EM3.cpp: Equation of mixed model for multi-kernel (slow, general...
In RAINBOWR: Genome-Wide Association Study with SNP-Set Methods

View source: R/EMM_functions_cpp.R

EM3.cpp

R Documentation

Equation of mixed model for multi-kernel (slow, general version)

Description

This function solves the following multi-kernel linear mixed effects model.

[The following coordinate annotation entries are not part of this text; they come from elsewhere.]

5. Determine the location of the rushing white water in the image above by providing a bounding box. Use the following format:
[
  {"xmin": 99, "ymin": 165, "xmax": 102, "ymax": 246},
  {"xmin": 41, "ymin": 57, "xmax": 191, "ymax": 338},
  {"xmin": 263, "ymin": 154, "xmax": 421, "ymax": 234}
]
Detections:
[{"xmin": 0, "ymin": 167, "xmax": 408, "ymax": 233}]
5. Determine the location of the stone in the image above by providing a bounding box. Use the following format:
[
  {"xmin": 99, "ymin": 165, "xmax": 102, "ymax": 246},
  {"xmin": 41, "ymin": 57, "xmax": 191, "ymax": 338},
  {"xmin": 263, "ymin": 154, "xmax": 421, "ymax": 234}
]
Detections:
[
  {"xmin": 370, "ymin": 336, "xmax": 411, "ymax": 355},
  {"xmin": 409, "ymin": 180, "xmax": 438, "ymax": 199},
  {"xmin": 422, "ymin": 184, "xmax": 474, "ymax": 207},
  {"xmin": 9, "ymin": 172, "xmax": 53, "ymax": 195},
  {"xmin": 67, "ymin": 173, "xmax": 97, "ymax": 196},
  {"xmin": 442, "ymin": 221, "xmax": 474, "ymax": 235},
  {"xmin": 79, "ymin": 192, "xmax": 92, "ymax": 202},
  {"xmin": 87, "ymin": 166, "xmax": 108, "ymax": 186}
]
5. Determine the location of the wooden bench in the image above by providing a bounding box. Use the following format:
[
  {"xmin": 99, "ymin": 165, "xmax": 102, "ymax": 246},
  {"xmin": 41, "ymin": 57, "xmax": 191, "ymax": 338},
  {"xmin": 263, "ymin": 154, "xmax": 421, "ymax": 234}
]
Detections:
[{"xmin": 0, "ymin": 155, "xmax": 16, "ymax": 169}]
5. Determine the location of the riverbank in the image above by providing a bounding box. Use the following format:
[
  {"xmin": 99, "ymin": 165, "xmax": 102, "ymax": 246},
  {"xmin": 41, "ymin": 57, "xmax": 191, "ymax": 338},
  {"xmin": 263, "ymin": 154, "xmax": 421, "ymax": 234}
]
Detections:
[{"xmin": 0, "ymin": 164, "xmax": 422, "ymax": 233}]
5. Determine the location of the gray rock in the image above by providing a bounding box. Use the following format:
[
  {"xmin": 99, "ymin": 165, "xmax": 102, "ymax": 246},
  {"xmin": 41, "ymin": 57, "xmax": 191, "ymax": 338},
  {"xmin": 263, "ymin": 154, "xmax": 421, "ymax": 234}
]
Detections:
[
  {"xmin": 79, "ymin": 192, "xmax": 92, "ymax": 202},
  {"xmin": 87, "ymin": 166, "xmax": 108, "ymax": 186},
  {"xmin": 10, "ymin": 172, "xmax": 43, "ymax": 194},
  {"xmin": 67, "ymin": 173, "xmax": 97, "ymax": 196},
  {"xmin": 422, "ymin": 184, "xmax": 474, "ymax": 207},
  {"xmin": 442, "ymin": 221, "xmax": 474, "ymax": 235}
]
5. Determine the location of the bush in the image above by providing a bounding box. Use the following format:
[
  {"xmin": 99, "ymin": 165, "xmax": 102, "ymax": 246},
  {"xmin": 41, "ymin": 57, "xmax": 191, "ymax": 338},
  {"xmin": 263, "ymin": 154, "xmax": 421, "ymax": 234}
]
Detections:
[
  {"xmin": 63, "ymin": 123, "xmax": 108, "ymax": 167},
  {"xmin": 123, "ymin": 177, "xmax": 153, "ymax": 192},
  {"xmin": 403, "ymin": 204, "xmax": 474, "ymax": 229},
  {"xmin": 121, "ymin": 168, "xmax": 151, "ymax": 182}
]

y = X \beta + \sum _{l=1} ^ {L} Z _ {l} u _ {l} + \epsilon

where Var[y] = \sum _{l=1} ^ {L} Z _ {l} K _ {l} Z _ {l}' \sigma _ {l} ^ 2 + I \sigma _ {e} ^ {2}.

Usage

EM3.cpp(
  y,
  X0 = NULL,
  ZETA,
  eigen.G = NULL,
  eigen.SGS = NULL,
  tol = NULL,
  n.core = NA,
  optimizer = "nlminb",
  traceInside = 0,
  n.thres = 450,
  REML = TRUE,
  pred = TRUE,
  return.u.always = TRUE,
  return.u.each = TRUE,
  return.Hinv = TRUE
)

Arguments

`y`	A `n \times 1` vector. A vector of phenotypic values should be used. NA is allowed.
`X0`	A `n \times p` matrix. You should assign mean vector (rep(1, n)) and covariates. NA is not allowed.
`ZETA`	A list of variance matrices and its design matrices of random effects. You can use more than one kernel matrix. For example, ZETA = list(A = list(Z = Z.A, K = K.A), D = list(Z = Z.D, K = K.D)) (A for additive, D for dominance) Please set names of lists "Z" and "K"!
`eigen.G`	A list with $values Eigen values $vectors Eigen vectors The result of the eigen decompsition of `G = ZKZ'`. You can use "spectralG.cpp" function in RAINBOWR. If this argument is NULL, the eigen decomposition will be performed in this function. We recommend you assign the result of the eigen decomposition beforehand for time saving.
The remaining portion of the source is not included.